Price on the y axis, quantity on the x axis.
- as price of production falls with increasing quantity this - Ecomony of scale
- as price of production climbs with increasing quantity produced this is diseconomy of scale
what is efficiency?
- efficiency is a measure of how much good is being achieved from the available resources
- there are 3 types:
1. technical efficiency
2. economic efficiency
3. allocative efficiency
Efficiency: what is technical efficiency
Technical efficiency is the maximum output for the given inputs
- it involves using resources to their maximum advantage
- ie it is technically efficient to use the lowest dose of a drug that achieves the same effect
Efficiency: what is economic efficiency?
- maximisation of an output for a given cost
- ie if you can use a cheaper diagnostic test with the same results that is more economically efficient
Efficiency: what is allocative efficiency? what 3 systems can be used in decision making?
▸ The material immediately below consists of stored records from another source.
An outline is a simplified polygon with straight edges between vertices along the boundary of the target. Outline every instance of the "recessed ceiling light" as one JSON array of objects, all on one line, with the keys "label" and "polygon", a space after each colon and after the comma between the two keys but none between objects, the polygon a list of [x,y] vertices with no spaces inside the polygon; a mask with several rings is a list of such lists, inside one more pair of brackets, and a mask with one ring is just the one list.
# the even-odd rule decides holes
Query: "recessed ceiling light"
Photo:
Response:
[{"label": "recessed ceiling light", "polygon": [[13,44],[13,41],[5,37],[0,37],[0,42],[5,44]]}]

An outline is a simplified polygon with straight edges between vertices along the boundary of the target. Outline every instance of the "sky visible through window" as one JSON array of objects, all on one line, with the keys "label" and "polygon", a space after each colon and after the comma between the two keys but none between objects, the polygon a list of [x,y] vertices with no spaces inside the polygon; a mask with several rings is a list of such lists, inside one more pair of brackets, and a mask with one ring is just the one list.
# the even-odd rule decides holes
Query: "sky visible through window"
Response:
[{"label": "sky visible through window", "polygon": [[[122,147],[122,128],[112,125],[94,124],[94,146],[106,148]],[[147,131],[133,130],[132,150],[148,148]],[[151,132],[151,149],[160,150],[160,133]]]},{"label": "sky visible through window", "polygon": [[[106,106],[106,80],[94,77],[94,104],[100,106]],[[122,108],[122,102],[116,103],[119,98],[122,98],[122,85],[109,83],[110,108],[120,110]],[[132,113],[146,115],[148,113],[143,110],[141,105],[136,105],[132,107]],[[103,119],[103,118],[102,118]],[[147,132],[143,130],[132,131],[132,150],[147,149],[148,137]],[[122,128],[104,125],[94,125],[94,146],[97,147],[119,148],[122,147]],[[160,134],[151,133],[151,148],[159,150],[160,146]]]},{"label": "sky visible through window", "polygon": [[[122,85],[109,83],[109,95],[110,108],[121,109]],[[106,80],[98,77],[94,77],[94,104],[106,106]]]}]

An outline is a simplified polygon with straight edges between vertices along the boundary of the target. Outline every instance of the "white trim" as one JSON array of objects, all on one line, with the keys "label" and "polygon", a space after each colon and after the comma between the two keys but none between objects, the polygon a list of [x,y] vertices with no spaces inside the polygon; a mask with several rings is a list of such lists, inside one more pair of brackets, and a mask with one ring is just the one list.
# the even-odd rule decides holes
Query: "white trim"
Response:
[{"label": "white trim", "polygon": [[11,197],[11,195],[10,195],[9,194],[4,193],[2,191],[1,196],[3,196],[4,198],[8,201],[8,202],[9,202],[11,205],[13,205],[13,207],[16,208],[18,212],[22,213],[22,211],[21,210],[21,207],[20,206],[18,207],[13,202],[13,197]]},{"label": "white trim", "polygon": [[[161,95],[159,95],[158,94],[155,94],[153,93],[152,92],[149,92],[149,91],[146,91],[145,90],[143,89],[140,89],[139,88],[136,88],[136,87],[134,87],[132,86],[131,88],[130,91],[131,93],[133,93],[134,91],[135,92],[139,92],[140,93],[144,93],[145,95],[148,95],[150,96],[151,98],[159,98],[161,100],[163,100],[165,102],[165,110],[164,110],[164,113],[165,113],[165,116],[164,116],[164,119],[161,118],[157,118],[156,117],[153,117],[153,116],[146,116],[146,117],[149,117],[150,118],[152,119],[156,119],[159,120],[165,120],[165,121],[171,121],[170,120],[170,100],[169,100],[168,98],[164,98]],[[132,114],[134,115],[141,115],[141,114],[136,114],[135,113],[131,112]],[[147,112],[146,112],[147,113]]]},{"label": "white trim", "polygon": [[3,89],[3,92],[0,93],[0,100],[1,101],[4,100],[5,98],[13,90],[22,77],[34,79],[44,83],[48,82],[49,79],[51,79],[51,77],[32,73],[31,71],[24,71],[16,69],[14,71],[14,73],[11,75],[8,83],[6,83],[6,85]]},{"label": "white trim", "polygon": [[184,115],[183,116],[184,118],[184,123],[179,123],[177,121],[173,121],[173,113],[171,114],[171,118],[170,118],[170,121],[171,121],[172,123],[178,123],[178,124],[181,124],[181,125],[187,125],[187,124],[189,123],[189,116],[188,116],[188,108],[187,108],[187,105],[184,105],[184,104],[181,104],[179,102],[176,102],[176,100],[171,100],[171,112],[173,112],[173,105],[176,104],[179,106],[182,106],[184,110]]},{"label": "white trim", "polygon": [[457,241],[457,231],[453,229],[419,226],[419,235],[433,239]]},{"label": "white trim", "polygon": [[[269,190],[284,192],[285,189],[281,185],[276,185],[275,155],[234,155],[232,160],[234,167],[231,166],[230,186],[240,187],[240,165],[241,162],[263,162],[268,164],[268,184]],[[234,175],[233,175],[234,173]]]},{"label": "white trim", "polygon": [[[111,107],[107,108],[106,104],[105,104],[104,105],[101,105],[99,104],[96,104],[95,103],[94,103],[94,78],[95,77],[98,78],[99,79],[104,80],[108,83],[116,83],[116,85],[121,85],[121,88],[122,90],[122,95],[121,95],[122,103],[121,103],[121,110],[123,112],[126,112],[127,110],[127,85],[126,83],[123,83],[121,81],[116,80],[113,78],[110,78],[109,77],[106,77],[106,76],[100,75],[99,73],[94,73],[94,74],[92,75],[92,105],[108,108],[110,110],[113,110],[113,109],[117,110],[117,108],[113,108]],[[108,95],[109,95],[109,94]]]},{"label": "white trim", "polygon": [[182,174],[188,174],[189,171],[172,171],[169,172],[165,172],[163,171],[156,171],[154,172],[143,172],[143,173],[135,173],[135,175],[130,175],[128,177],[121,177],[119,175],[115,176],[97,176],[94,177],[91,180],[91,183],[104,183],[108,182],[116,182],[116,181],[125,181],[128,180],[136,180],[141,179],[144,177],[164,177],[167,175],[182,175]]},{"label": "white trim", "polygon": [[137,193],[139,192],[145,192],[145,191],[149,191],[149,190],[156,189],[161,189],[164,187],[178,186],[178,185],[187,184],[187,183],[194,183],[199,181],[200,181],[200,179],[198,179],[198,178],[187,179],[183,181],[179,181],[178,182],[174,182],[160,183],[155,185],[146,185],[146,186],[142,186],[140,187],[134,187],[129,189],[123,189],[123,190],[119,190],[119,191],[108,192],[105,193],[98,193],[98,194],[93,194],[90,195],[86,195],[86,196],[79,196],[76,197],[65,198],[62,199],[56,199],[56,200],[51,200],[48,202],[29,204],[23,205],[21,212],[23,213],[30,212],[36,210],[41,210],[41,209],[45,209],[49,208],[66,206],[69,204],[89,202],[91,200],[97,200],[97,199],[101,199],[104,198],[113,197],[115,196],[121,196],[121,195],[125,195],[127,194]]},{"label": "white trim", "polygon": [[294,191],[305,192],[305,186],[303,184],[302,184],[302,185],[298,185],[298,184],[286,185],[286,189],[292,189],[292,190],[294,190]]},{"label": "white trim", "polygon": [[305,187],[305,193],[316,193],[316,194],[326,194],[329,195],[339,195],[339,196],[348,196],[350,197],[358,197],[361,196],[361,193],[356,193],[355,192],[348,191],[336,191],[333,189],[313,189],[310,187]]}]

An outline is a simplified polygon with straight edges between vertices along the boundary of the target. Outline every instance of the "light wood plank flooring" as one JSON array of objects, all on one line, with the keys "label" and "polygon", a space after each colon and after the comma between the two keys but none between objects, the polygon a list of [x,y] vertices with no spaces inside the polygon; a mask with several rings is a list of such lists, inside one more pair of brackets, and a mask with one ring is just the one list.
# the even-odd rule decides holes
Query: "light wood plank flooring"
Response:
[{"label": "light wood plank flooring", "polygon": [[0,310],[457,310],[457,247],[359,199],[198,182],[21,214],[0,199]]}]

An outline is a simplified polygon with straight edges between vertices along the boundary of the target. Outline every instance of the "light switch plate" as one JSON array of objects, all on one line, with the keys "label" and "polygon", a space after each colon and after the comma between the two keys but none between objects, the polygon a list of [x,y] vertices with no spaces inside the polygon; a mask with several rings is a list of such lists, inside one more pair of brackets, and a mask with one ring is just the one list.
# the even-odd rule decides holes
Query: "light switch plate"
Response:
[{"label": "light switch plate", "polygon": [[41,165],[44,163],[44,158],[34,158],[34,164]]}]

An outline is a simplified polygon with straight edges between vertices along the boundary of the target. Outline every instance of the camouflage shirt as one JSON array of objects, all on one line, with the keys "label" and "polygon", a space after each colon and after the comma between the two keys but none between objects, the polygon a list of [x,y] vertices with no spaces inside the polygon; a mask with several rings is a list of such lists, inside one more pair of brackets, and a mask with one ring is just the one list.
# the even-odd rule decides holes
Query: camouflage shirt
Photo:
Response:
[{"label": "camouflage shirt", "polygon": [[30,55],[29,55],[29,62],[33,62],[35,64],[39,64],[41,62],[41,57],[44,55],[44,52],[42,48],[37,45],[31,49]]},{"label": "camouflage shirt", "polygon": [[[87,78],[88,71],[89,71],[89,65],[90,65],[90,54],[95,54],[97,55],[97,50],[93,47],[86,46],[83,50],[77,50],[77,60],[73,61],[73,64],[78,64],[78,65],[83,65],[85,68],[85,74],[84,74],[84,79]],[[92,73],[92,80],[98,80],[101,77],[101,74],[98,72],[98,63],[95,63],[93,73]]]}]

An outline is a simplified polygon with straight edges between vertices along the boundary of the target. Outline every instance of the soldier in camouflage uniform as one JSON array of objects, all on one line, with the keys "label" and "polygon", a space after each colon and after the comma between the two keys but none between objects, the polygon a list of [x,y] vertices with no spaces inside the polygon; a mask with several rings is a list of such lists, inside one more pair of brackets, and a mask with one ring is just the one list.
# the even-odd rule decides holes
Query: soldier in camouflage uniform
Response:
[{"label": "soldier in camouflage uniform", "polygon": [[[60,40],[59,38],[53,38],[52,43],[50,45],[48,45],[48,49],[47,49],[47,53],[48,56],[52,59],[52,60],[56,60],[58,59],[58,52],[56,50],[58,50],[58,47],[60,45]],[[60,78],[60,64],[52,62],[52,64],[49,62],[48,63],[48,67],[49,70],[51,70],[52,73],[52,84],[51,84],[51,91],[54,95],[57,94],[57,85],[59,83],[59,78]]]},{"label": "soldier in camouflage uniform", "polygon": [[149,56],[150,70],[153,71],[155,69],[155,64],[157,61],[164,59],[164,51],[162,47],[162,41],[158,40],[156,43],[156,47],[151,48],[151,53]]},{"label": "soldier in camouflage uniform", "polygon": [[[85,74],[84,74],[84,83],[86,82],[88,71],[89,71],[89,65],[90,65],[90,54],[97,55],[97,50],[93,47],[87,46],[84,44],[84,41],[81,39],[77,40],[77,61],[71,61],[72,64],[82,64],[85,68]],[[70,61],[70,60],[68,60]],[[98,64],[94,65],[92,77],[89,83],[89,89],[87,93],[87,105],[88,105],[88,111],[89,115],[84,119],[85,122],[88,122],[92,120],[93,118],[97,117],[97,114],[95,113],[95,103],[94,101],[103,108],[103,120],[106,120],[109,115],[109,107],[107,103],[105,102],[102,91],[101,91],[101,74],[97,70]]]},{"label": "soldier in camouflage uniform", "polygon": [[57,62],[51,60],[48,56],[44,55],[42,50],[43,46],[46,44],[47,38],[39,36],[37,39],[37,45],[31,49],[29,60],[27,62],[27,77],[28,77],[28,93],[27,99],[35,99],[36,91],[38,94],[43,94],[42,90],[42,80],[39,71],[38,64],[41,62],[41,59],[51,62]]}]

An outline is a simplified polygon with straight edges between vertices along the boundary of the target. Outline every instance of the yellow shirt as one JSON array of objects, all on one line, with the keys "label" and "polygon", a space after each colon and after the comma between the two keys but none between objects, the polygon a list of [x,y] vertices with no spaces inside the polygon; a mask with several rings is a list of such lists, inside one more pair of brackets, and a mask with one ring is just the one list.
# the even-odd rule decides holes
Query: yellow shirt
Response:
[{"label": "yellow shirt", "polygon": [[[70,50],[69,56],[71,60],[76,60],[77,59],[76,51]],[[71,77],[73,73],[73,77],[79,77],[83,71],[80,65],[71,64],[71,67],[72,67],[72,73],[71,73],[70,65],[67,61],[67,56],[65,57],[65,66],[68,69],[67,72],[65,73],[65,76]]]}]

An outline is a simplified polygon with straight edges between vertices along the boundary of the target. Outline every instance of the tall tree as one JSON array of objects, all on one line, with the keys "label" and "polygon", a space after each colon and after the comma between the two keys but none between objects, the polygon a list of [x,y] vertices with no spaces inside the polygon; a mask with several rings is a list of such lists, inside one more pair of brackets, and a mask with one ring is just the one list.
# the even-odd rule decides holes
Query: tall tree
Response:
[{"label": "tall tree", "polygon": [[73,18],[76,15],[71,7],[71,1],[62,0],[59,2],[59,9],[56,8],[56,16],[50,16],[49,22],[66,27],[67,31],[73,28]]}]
- allocative efficiency is achievement of the best combination of healthcare programmes to maximise the health of society
- allocative efficiency is achieved when resources are allocated so as to maximise the welfare of the community
- takes into account the technical and economic efficiency but always the way in which outcomes are distributed within the community
- given that there is always scarcity a decision making system is required- there are 3 options
- FREE MARKET - healthcare resources are allocated according to consumers purchasing behaviours
- COMMAND SYSTEM- planning so that healthcare is allocated according to some predetermined criteria such as need
3 MIXED SYSTEM- combines the 2 above
What is discounting?
a method used in economics to deal with the phenomena of ‘positive time preference’
What is positive time preference? how does this apply to public health campaigns?
- the human nature of preferring benefits to be realised now and costs to be borne in the future
- this is logical as the future is uncertain
- many public health campaigns (ie stop smoking) have cost now and benefits only years down the line
How are discounting rates used?
-positive time preferences can be adjusted for in calculations of costs and benefits using a discounting rate
- typically discounting rates used vary between 0-6% and the same rate does not have to be used for both the costs and the benefits
- the rate used should reflect the magnitude of the positive time preference
- because of the large impact of discounting on public health interventions sensitivity analysis should always include a range of discounts for both costs and benefits.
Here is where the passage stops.